2010-01-18

Investors Concur that Pricing Carbon is Needed to Boost Green Tech. By Bryan Walsh, Time, January 15, 2010. "If there's a secret weapon buried in the Copenhagen Accord, it's this: governments will not act alone but will vigorously engage the business world. 'We can only meet this challenge,' says Todd Stern, America's top climate envoy, 'if we can generate sustained, long-term investment in the clean-energy economy.' That was the main message behind the one-day Investor Summit on Climate Risk at the U.N. on Jan. 14. The event connected green luminaries like Al Gore with the unfamous people who direct hundreds of billions in private investment. This was the fourth annual summit, but it may have been the most fortuitously timed of the lot -- occurring after Copenhagen, before the U.S. Senate begins its real work on climate legislation this year and just as investors begin to climb out of the recession. The feeling at the session was hopeful -- investors, especially large-scale institutional funds that need to worry about the long term, are ready to bet on cutting carbon -- but impatient.

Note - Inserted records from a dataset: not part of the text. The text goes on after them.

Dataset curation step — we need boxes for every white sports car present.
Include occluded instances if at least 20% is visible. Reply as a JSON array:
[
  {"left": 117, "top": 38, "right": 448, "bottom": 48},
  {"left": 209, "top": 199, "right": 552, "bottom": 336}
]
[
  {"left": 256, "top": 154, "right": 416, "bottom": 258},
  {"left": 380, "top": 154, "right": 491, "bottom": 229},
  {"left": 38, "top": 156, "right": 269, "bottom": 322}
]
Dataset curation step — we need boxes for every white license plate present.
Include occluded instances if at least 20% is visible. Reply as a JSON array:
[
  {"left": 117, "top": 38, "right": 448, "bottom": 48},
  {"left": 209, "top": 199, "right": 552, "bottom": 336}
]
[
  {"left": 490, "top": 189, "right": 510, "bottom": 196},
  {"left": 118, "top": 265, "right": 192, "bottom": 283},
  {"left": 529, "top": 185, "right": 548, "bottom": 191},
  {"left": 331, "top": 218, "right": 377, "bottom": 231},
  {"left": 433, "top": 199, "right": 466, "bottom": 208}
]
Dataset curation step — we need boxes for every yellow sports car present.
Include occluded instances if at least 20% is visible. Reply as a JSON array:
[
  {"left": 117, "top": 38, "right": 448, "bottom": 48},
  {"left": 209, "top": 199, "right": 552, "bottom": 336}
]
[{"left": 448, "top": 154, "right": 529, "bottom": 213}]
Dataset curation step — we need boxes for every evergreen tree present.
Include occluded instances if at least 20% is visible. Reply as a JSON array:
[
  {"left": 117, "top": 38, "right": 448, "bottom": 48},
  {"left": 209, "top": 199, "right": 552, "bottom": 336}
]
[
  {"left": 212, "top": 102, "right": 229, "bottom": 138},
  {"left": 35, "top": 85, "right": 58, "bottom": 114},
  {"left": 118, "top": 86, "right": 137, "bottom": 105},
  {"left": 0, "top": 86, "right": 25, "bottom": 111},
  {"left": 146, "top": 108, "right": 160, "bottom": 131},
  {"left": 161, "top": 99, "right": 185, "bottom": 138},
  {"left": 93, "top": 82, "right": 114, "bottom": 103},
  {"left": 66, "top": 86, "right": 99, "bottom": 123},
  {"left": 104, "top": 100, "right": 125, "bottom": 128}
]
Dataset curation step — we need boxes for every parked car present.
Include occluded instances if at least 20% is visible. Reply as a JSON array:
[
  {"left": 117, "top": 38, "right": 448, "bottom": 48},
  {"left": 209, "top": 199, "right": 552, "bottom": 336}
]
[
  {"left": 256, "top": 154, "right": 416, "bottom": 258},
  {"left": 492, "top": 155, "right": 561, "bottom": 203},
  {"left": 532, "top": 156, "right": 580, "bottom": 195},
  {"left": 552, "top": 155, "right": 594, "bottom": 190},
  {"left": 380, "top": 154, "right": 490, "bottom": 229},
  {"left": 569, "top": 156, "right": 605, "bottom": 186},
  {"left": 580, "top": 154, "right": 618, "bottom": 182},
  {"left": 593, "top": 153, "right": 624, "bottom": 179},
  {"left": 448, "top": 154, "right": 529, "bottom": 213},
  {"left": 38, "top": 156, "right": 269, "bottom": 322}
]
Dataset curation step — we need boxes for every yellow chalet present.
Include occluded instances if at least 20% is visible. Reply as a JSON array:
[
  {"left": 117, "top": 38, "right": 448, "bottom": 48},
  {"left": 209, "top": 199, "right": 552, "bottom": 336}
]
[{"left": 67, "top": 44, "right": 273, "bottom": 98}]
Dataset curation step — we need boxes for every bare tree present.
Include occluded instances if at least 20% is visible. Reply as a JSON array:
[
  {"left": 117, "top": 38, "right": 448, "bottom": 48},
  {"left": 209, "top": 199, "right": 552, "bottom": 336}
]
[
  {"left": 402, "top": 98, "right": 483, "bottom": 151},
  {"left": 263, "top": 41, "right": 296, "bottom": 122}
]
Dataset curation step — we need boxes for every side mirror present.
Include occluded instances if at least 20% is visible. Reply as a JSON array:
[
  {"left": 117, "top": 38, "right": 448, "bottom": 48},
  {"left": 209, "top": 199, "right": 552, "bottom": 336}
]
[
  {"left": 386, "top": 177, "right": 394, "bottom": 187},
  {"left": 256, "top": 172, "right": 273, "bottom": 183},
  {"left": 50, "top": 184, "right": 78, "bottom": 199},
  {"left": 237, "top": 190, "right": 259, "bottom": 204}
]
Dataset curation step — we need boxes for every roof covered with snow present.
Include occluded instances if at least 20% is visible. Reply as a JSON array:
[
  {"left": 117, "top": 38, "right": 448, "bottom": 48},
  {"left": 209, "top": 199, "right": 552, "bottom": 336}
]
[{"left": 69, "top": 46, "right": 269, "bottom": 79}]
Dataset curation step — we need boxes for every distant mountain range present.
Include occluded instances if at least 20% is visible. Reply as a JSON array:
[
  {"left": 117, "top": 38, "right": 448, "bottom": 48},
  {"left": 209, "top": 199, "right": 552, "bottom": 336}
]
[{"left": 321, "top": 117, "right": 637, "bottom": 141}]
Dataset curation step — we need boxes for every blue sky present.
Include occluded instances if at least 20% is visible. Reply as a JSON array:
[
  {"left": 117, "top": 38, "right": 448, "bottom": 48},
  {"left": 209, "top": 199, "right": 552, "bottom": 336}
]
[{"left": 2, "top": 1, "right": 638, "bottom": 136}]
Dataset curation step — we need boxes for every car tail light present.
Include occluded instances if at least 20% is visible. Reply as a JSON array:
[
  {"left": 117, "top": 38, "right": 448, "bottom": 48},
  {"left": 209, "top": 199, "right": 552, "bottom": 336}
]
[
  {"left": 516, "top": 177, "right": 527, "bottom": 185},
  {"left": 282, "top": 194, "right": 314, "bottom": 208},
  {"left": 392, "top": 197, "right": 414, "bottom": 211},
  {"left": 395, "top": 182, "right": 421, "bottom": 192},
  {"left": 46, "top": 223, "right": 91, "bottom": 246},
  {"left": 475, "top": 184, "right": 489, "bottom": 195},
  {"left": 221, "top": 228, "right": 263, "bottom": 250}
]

"The key, as many of them see it, is a policy that would make carbon more expensive, leveling the playing field so that competing technologies like wind and solar can gain traction. 'We had a good start at Copenhagen, but we're still without a very clear goal, without clear carbon caps, without a price on carbon,' says Mindy Lubber, president of Ceres, a national network of major institutional investors and public-interest groups... The International Energy Agency estimates that more than $10 trillion in investment will be needed over the next 20 years to support a global transition to a lower-carbon economy. We're nowhere near that -- Lubber says that $140 billion was invested globally in renewable and low-carbon technologies last year, a number that she estimates will rise to $190 billion this year."